Lately, however, Willis has been devoting time to recordings of a different kind—but with no less of an impact. Stored in the Pacifica Radio Archives in Los Angeles is an amazing cache of taped conversations, interviews and readings featuring noted African-Americans whose names are benchmarks in civil rights and black history.
There's just one caveat. Dating from the '50s through the mid-'90s, these tapes are rapidly decaying. Thus, a week after the Grammy Awards, Willis and PRA co-hosted an adopt-a-tape fund-raiser dubbed the Sound of Soul.
"In terms of finding a cause I can seriously go to bat for, this is a dream from heaven," Willis says. She was drawn to the cause following an interview she did at Pacifica's L.A. outlet, KPFK. "They took me into a vault and I saw this long row of 24-track tapes with names on them like Malcolm X, Martin Luther King, Dorothy Dandridge, W.E.B. DuBois, Langston Hughes. It was absolutely staggering."
Some 228 tapes gathered by archivist Brian DeShazor were annotated in catalogs that guests perused at the songwriter's home, Willis Wonderland. Basic adoption ($250) ensured the digital preservation of a chosen tape, the adopter's name on the new master and future copies plus a CD copy of his own.

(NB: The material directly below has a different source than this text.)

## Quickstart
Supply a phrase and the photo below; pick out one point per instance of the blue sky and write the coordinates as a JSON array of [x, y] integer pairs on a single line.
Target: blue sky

To the tune of $1,000, adopters secured the above plus distribution of 10 CD copies to institutions of their choice, such as schools, colleges and public libraries.
"Pacifica in the '60s was virtually the only place where people of color like Malcolm X could speak freely," DeShazor says. "You couldn't hear them on mainstream media."
One of DeShazor's favorite recordings is a 90-minute conversation among writer/poet Hughes, author James Baldwin and playwright Lorraine Hansberry, the first black woman to have a play produced on Broadway ("A Raisin in the Sun"). A quick glance at the tape catalog yields other such resonating personages as boxer Muhammad Ali (from 1968), Black Panther Eldridge Cleaver (1969), singer Esther Phillips interviewed by Angela Davis (1977), civil rights activist Fannie Lou Hamer (1965) and composer/musician Duke Ellington (1964).
Guests including producer Narada Michael Walden, "The Color Purple" co-composer Brenda Russell and its Tony Award-winning actress LaChanze, singer Deborah Cox and comedian Lily Tomlin adopted 52 tapes, raising $37,000. DeShazor plans to expand the list and hold another Sound of Soul fund-raiser this summer.
The value of such a collection is priceless. Producer/ composer Ry Cooder recently derived creative impetus from a tape he listened to of Coretta Scott King talking before a peace rally three weeks after her husband's assassination. It no doubt helped Cooder with his latest project: teaming with Mavis Staples on the singer's civil rights movement-inspired Anti- debut, "We'll Never Turn Back" (Billboard, Feb. 3).
And that's not counting the preservation of pivotal chapters in African-American history that remain largely untaught.
"For many kids, it's a culture that you never hear or learn about," says Willis, a Detroit native who cut her musical teeth hanging outside Motown and listening to legendary radio personality Martha Jean "the Queen" Steinberg. "That's one of the things that hit me most while writing for 'The Color Purple.' All white people know about is King. It's a travesty I'll yell about from the mountaintops."